Apache Flume is an open-source, powerful, reliable and flexible system used to collect, aggregate and move large amounts of unstructured data from multiple data sources into HDFS/Hbase (for example) in a distributed fashion via it’s strong coupling with the Hadoop cluster.
Flume is dying or dead, because of
- Performance The processing speeds of Apache Flume is dependent on the buffer channel, which realistically cannot process upwards of a million events in most use-cases
- Order of events There is no guarantee that the events would be received by the sink in the same order it was sent from the client, which for some use-cases is absolutely unacceptable.
- Duplicate data There is a chance that some of the events are duplicated and sent more than once, that can at best be ignored, but on the other hand, can be disastrous.
flume OG(old generation)
flume OG utilizes architecture in layer: Agent, Collector and Storage
Agent
agent collect data to generate data flow
- collect data
- push sources extern system push data to flume
- polling sources
flume collects data from extern system with polling
Collector
collector aggregate data
Storage
Storage is an storage system, it can be file, hdfs, hive, hbase or other distributed storage system
Master
master coordinate and configure agent and collector flume implement multi-master and ZooKeeper to keep configuration consistency and high availability
flume NG(new generation)
consist of source, sink and channel
- basic components
source
extract data from data geenrator and send data to one or more channel in flume event format. The extraction process can be event-driven or through frequent polling and is conducted by source-runners.
channel
it is a temporary storage container. The type of channel used is based upon a single factor, i.e. event reliability. Flume follows a transactional approach and doesn’t remove the event from the channel until it is moved into the sink and has received a confirmation from the subsequent sink runner.

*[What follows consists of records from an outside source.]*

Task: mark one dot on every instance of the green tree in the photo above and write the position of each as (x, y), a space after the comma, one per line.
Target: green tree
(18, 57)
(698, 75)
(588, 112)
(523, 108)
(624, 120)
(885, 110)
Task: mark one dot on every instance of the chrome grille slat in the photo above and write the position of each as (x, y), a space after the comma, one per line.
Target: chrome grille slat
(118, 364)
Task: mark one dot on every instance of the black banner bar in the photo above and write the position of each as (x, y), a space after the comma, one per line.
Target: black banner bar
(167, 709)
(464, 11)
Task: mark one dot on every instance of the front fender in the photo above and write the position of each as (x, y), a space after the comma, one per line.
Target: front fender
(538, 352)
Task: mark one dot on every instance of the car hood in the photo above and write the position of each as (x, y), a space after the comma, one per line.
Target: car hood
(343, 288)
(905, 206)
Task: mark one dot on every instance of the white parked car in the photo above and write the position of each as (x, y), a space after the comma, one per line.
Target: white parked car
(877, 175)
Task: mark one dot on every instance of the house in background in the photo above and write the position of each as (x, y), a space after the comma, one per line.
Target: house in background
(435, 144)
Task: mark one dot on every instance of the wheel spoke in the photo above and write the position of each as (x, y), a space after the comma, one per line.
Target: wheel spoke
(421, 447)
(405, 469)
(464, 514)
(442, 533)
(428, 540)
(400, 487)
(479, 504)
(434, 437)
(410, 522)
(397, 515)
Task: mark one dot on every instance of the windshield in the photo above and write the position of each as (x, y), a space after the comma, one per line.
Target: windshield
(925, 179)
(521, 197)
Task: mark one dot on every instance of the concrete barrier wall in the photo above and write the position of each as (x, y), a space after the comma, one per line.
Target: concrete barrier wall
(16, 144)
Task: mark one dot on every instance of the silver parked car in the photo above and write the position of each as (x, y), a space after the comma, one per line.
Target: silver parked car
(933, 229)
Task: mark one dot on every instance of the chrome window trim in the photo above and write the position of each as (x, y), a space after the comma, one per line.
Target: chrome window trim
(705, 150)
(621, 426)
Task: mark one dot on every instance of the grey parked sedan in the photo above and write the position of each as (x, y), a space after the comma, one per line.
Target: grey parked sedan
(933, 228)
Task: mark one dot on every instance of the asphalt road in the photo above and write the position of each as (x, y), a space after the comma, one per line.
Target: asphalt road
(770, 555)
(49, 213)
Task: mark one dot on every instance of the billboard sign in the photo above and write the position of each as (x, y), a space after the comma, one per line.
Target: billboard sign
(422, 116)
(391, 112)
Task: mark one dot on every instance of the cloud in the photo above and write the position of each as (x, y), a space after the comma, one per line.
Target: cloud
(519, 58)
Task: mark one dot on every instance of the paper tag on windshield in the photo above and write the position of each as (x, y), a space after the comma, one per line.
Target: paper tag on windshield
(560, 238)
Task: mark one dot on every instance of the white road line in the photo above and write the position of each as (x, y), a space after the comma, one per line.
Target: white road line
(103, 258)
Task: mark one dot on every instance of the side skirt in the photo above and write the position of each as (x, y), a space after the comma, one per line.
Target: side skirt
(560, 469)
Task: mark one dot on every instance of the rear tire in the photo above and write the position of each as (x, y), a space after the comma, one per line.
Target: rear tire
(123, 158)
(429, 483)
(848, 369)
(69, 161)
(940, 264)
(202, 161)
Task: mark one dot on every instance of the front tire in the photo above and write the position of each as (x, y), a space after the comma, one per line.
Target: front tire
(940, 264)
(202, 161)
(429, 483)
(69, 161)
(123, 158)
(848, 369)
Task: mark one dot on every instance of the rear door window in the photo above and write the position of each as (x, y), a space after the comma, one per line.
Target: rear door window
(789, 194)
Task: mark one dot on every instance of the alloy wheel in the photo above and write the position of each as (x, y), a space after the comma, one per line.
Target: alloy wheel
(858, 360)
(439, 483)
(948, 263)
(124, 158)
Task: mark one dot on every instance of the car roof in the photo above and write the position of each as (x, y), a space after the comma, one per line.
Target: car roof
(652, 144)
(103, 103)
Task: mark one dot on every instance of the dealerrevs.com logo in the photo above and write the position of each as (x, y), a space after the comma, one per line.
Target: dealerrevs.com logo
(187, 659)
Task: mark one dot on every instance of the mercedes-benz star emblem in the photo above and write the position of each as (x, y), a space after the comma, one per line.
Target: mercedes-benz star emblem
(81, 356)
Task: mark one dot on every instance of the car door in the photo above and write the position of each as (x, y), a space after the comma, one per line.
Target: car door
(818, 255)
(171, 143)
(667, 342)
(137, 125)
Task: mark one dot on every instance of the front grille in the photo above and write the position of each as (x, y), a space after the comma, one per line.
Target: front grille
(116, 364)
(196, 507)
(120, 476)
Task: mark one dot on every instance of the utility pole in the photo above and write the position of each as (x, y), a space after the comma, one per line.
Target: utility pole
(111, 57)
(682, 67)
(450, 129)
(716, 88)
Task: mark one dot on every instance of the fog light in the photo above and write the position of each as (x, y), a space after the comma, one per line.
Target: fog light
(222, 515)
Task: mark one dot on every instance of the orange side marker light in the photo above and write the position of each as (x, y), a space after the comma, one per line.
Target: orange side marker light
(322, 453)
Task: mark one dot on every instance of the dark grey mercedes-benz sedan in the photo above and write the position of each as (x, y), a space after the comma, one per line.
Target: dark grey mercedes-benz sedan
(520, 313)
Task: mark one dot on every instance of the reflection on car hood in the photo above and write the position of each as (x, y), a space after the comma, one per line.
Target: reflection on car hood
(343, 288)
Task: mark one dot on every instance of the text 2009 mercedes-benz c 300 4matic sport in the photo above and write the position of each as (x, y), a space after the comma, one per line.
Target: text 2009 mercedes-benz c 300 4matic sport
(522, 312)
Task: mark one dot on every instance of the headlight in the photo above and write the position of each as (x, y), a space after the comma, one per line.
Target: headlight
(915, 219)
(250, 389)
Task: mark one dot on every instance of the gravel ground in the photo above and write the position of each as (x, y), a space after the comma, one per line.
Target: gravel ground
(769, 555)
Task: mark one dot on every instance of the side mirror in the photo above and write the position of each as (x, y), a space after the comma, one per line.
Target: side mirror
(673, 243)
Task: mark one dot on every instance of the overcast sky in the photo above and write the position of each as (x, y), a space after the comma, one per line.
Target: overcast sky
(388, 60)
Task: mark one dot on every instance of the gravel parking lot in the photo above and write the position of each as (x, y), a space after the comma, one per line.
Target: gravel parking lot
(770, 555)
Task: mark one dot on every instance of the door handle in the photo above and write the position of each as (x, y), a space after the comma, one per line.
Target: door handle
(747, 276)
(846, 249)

- MemoryChannel higher performance but are also highly volatile and easily susceptible to failures
- JDBC performance is slowest but it provides the highest security against failures
- FileChannel it save data to disks to keep data completeness and consistency, it has moderate performance and is moderately secure against failures.
sink
send data to storage system (HDFS, Hbase, Hive, Elasticsearch etc.) in specified time interval
- Fan In vs Fan Out
1) Fan In
consolidate data from multiple sources on-the-fly
2) Fan Out
bifurcation of the flow. The fan-out feature hast two options, i.e. replicating and multiplexing.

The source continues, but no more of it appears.